Reporters Without Borders welcomed jailed newspaper editor Ali Lmrabet's decision to call off his hunger strike. Lmrabet has lost 22 kg since beginning his hunger strike on 6 May, and he is very weak. The organisation which called for him to be given all necessary medical tests confirmed that it would continue its own efforts to obtain Lmrabet's release.
Reporters Without Borders today welcomed jailed newspaper editor Ali Lmrabet's decision to call off his hunger strike after 50 days. The decision was announced yesterday by Prince Moulay Hicham, King Mohammed's cousin, at a news conference in Casablanca in which the participants included Lmrabet's lawyers and sisters and Reporters Without Borders secretary-general Robert Ménard.
Lmrabet has lost 22 kg since beginning his hunger strike on 6 May, and he is very weak. Ménard called for him to be given all necessary medical tests to ensure that he does not suffer serious aftereffects, and for him to be allowed to receive a visit from his personal physician, Jamila Rhandy, who has not been able to see him for the past week.
Reporters Without Borders said Lmrabet's decision to end his hunger strike was a relief to all his friends and colleagues but was not a victory. Certain sources close to the government had said King Mohammed might issue a royal pardon, but this had not yet happened. Lmrabet was still in prison, he still had to serve a three-year jail sentence for his opinions and his two satirical weeklies were still banned, so the international campaign had to go on, the organisation said.
Reporters Without Borders confirmed that it would continue its own efforts to obtain Lmrabet's release. This will include a campaign to alert tourists travelling to Morocco to the other side of a country that is subject to royal caprice and press freedom violations.

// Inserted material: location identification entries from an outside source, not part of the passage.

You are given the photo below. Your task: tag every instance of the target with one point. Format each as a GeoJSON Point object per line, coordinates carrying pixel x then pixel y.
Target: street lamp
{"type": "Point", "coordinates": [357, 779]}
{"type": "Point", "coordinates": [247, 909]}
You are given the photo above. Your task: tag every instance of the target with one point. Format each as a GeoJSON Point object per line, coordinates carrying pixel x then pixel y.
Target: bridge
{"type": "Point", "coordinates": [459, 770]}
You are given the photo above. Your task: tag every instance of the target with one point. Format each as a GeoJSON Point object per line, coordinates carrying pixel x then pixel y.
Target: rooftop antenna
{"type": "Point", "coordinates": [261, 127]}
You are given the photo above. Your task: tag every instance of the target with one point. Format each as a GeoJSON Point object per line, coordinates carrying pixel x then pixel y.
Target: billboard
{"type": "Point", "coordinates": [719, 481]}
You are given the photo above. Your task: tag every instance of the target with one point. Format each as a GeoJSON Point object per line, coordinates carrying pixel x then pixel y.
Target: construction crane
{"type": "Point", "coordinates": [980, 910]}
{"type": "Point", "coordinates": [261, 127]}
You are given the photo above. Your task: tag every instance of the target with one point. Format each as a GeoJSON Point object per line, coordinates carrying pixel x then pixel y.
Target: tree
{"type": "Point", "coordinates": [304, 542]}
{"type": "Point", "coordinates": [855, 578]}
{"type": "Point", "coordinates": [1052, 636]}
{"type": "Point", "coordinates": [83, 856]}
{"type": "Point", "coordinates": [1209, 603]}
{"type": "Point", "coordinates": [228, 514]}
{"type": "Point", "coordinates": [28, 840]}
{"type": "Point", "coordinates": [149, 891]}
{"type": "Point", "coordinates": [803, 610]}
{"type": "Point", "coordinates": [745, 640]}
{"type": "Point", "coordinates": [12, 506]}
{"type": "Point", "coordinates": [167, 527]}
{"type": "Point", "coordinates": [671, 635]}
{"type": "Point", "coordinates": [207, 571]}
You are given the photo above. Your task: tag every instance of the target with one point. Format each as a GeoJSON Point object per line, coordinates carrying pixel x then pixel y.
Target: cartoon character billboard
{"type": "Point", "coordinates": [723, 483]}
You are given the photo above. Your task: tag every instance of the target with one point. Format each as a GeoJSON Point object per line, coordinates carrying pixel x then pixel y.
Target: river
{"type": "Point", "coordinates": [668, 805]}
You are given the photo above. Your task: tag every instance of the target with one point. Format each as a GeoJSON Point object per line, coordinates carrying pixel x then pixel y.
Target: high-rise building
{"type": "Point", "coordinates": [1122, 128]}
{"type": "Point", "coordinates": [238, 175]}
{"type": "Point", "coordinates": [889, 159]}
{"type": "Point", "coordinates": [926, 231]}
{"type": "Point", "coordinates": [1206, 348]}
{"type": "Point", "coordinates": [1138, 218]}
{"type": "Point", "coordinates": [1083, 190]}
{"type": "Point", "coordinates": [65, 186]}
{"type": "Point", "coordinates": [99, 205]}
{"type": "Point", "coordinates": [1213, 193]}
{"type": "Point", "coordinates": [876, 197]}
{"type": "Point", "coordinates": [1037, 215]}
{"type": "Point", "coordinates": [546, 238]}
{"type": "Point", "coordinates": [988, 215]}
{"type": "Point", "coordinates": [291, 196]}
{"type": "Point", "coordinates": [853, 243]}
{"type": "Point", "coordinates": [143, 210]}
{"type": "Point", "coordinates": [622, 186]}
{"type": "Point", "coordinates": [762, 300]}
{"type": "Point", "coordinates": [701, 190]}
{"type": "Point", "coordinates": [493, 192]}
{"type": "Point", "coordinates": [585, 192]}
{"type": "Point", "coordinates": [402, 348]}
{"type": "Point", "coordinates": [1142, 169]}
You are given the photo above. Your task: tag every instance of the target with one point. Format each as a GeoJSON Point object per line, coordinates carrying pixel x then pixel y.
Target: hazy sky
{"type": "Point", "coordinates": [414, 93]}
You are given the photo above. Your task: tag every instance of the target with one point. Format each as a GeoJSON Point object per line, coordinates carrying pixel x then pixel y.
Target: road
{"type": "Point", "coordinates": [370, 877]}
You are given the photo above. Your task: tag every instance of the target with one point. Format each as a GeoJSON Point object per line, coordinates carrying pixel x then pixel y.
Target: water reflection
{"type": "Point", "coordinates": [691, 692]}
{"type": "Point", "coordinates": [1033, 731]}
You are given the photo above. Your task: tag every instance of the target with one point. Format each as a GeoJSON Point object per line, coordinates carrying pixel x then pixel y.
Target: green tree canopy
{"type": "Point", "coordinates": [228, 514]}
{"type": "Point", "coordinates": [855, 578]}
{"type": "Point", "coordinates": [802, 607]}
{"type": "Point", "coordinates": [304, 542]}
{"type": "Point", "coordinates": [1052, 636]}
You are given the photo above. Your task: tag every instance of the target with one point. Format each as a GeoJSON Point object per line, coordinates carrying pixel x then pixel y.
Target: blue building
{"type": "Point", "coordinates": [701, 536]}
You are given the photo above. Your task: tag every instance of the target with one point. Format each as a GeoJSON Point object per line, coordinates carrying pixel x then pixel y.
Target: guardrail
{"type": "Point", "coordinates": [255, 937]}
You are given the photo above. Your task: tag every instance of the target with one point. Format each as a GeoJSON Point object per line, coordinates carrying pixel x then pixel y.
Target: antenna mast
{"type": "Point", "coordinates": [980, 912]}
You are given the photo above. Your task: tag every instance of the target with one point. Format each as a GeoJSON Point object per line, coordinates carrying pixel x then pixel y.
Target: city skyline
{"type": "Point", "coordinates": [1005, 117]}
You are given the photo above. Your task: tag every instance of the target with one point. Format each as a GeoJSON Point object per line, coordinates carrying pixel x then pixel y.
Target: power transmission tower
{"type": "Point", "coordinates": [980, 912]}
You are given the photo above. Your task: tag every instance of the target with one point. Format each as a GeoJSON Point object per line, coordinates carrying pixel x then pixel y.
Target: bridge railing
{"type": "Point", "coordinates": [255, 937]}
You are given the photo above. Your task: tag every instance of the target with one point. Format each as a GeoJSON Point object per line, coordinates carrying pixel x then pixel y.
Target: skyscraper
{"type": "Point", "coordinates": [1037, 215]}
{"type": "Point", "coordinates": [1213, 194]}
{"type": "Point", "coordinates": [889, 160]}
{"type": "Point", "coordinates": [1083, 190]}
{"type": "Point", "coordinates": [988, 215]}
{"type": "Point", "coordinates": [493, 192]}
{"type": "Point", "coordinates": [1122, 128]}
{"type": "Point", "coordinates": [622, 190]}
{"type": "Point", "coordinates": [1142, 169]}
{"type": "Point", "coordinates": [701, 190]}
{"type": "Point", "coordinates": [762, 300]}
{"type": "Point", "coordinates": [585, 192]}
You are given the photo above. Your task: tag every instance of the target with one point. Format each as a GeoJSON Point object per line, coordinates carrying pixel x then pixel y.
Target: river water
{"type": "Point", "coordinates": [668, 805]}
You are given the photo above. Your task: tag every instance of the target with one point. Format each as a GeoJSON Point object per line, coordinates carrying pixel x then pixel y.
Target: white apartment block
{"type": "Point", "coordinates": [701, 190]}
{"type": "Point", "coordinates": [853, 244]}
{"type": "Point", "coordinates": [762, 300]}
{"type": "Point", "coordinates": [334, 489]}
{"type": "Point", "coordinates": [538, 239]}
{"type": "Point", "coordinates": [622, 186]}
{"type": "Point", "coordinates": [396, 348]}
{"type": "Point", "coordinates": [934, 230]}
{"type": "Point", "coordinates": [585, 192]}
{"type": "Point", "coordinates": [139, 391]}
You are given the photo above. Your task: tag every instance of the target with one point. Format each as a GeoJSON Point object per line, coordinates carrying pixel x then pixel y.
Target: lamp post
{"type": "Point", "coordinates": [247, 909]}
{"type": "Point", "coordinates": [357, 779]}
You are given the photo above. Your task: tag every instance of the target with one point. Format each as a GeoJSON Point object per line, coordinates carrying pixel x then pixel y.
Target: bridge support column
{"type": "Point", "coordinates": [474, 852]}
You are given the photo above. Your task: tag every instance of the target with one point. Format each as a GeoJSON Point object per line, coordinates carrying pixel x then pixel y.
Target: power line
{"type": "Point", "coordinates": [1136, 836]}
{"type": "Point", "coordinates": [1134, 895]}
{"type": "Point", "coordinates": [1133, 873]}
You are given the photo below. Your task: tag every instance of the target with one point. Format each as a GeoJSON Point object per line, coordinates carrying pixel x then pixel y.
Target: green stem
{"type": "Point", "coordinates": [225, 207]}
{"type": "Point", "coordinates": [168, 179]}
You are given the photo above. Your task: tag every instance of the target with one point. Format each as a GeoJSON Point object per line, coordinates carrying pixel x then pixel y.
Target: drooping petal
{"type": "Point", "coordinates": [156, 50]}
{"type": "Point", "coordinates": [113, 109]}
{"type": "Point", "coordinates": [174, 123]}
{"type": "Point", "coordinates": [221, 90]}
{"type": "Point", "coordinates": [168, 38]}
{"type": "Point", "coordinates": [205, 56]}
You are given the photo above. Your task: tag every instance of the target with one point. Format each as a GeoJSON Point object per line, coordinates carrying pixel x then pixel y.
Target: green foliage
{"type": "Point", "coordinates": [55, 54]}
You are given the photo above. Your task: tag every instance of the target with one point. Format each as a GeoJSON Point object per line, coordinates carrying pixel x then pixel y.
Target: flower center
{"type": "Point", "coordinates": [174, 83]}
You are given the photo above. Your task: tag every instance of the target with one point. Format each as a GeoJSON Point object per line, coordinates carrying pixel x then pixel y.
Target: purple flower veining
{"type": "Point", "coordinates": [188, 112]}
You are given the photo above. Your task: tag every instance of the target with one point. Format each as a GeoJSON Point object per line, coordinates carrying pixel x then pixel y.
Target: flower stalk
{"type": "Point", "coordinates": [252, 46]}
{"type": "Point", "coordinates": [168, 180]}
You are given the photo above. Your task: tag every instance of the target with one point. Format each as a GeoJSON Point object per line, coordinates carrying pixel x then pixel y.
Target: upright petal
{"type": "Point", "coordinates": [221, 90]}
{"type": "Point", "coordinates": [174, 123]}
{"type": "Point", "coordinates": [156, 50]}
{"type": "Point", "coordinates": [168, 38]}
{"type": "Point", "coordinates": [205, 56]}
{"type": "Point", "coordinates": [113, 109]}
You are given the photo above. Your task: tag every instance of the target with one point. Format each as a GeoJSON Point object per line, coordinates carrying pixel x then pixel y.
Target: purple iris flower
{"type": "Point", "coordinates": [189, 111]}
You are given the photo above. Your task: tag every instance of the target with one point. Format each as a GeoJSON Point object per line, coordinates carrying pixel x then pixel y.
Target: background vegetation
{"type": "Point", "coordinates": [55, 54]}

"Keeping Lmrabet in prisons signals a step back for freedom of expression in Morocco and an increase in authoritarianism by the monarchy," Ménard said. "No one in the Kingdom of Morocco or abroad should resign themselves to this violation of freedoms."
Lmrabet is Reporters Without Borders' correspondent in Morocco as well as being the owner and editor of the French-language Demain Magazine and its Arabic-language version Douman.
He has been in prison since 21 May when a court in Rabat convicted him of "insulting the person of the king", "offence against territorial integrity" and "offence against the monarchy." The court sentenced him to four years in prison, banned his two publications and fined him 20,000 dirhams (about 2,000 euros). He was rushed from prison to Avicenne hospital in Rabat on 26 May, four days after being jailed.
An appeal court on 17 June upheld the conviction while reducing the prison term to three years. Lmrabet's lawyers have appealed against this decision to the court of cassation.